March 15, 2016
PHOTO BY BOB ROCHE
Lynn English student Joao DaSilva salutes the NSCC flag.
By THOR JOURGENSEN
LYNN — English High School junior Delaney Kerrins wants to teach preschool and North Shore Community College is giving her a jump on achieving her goal.
Kerrins and 60 Lynn high school students toured North Shore’s Lynn campus on Tuesday to learn about resources available to students and find their way around the college’s hallways and academic departments.
They also received encouraging words from school employees, including adjunct faculty member Gerard Sullivan, who said he enrolled in North Shore in 1994 at the age of 42. He discovered undiagnosed dyslexia had kept him from mastering and enjoying reading.
“I got great support from here,” he said.
North Shore and the Lynn Public Schools are giving students like Kerrins an academic leg up by partnering with CommUniverCity. The program allows high school students to take classes on the Lynn campus and earn a free year’s worth of college credits before they graduate high school.
CommUniverCity lets high school students take evening and Saturday classes on the Broad Street campus.
Kerrins said CommUniverCity is a quick path through college to teaching. English junior Joao DaSilva wants to study at North Shore for two years and transfer to another school.
“It’s a good way to start off right,” he said.
The students visited academic and student support offices like Trio, where counselor Vanessa Bates said employees interest students in extracurricular activities.
“We have everything from A to Z,” Bates said.
North Shore and Lynn schools launched CommUniverCity in January with 138 high schoolers enrolled in college classes. Some of the students touring the campus on Tuesday, like Kerrins, are considering CommUniverCity enrollment, while others are thinking about enrolling in North Shore after they graduate high school.

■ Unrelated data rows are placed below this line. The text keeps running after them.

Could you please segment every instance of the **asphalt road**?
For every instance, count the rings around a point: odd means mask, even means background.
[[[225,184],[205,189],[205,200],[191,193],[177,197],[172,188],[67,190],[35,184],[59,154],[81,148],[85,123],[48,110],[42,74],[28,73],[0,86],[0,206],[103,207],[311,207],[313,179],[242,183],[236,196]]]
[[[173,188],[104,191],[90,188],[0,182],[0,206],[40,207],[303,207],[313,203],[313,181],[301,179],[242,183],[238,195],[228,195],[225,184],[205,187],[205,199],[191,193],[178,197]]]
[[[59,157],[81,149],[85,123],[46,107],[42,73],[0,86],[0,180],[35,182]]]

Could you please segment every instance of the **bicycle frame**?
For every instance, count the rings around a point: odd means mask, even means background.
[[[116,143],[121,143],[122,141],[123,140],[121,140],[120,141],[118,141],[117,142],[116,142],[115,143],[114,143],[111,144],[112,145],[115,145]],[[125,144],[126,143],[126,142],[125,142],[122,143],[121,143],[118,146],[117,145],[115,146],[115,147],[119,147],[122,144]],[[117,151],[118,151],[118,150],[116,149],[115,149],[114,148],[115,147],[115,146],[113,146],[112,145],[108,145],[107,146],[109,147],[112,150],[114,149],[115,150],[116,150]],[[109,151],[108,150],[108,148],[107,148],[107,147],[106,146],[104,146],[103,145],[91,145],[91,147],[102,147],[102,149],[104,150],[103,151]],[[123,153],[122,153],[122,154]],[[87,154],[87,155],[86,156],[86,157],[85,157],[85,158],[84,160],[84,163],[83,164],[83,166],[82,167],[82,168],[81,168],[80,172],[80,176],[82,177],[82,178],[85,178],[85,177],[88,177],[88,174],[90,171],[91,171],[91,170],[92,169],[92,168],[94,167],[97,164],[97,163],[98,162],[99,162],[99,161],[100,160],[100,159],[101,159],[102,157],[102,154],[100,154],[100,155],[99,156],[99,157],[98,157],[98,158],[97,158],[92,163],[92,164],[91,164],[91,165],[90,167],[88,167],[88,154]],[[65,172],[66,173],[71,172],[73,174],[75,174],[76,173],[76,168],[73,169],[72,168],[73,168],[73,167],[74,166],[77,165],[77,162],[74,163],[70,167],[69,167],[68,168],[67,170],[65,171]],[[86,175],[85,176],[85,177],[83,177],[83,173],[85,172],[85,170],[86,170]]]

Even as Kerrins and her fellow high school students toured North Shore, state Commissioner of Higher Education Carlos Santiago visited the Lynn campus Tuesday to learn about CommUniverCity and other college programs.
Accelerating the path to higher education for high school students will help inject Massachusetts’ workforce with younger employees to replace a growing number of retirees, said Santiago.
“We need to create a pipeline to replace the one-third of the workforce that is set to retire in the near future,” he said.
Lynn School Superintendent Catherine Latham agreed, saying CommUniverCity gives high school students “possibilities and chances” to reach their academic and career goals.
“Our connection to NSCC is a gift to this city and to our kids. The schooling alone is important but the workforce development is a key component too,” she said.
Amanda Downing, a Classical High School senior, said the opportunity to sign up for CommUniverCity will hurry her along to becoming an accountant.
CommUniverCity will offer summer courses with mini-semesters starting in May and on July 5.
“With help, I know I can succeed,” she said.